In one account by Toklas, when Stein was being wheeled into the operating room for surgery on her stomach, she asked Toklas, "What is the answer?" When Toklas did not answer, Stein said, "In that case, what is the question?"[2]

Stein named writer and photographer Carl Van Vechten as her literary executor, and he helped to usher into print works of hers which remained unpublished at the time of her death. A monument to Stein stands on the Upper Terrace of Bryant Park, New York.

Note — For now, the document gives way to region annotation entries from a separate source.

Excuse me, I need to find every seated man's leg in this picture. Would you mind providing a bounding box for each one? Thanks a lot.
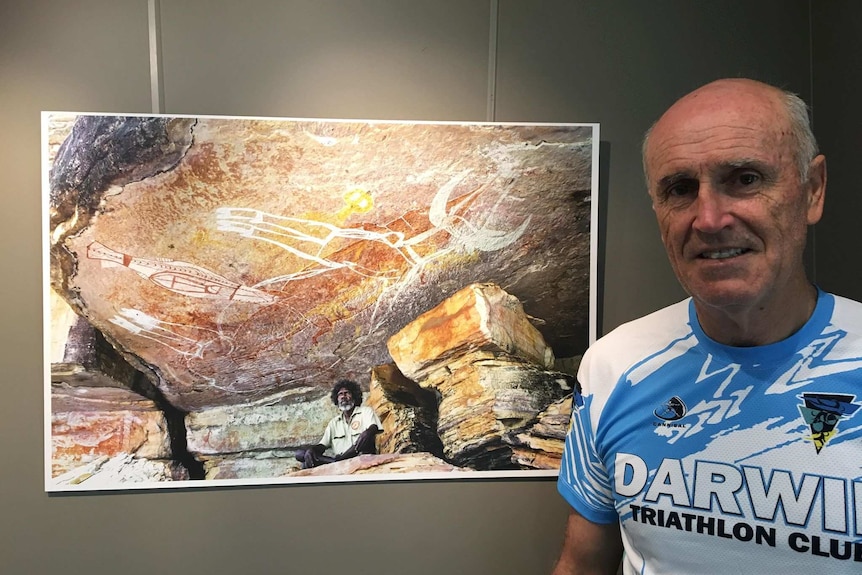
[296,443,335,469]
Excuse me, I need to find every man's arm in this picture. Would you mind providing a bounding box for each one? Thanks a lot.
[552,510,623,575]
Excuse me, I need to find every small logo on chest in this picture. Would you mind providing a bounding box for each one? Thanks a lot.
[797,393,860,453]
[653,395,688,421]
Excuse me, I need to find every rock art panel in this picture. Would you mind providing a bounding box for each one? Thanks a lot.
[43,113,597,488]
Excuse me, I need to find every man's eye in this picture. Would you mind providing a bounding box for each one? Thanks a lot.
[738,172,760,186]
[664,181,697,198]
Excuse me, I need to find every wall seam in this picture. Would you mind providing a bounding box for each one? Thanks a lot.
[147,0,165,114]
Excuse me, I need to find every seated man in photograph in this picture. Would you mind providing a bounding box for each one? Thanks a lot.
[296,379,383,469]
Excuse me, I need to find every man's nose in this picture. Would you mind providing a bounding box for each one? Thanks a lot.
[692,183,733,234]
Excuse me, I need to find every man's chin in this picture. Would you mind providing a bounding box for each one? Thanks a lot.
[688,283,759,311]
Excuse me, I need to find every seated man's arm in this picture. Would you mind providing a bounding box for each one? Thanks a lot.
[552,510,623,575]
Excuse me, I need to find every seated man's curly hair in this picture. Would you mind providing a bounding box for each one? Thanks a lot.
[329,379,362,405]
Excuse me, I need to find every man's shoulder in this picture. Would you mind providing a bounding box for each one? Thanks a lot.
[590,298,691,353]
[578,298,693,393]
[830,294,862,330]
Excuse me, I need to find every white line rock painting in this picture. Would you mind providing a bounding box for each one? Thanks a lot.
[215,170,530,288]
[87,242,277,304]
[108,308,233,359]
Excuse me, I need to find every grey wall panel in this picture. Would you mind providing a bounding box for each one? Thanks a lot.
[812,0,862,301]
[497,0,810,332]
[0,0,150,574]
[161,0,490,120]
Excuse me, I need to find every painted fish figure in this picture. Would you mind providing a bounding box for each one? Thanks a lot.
[87,242,276,304]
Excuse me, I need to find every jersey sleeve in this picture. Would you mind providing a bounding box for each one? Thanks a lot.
[557,392,619,523]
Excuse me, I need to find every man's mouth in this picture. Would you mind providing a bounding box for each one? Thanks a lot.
[699,248,749,260]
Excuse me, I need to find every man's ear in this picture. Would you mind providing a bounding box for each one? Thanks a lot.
[805,154,826,226]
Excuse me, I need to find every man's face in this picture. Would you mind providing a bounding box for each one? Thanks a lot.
[335,387,355,411]
[646,83,825,316]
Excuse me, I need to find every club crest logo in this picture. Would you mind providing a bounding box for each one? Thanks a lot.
[653,396,687,421]
[797,393,860,453]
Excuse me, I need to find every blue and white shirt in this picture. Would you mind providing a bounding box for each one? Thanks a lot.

  1. Blackmer, Corrine E. "Gertrude Stein" in Summers, Claude J. (1995). The Gay and Lesbian Literary Heritage. ISBN 0805050094.
  2. Someone Says Yes to It: Gertrude Stein, Alice B. Toklas, and "The Making of the Americans"; Janet Malcolm; The New Yorker, June 13 & 20, 2005; p.148-165 see p.164 for another description that Toklas gave of Stein's last words: "What is the question and before I could speak she went on--If there is no question then there is no answer".

Further reading

  • Grahn, Judy (1989). Really Reading Gertrude Stein: A Selected Anthology with essays by Judy Grahn. Freedom, California: The Crossing Press. ISBN 0-89594-380-8.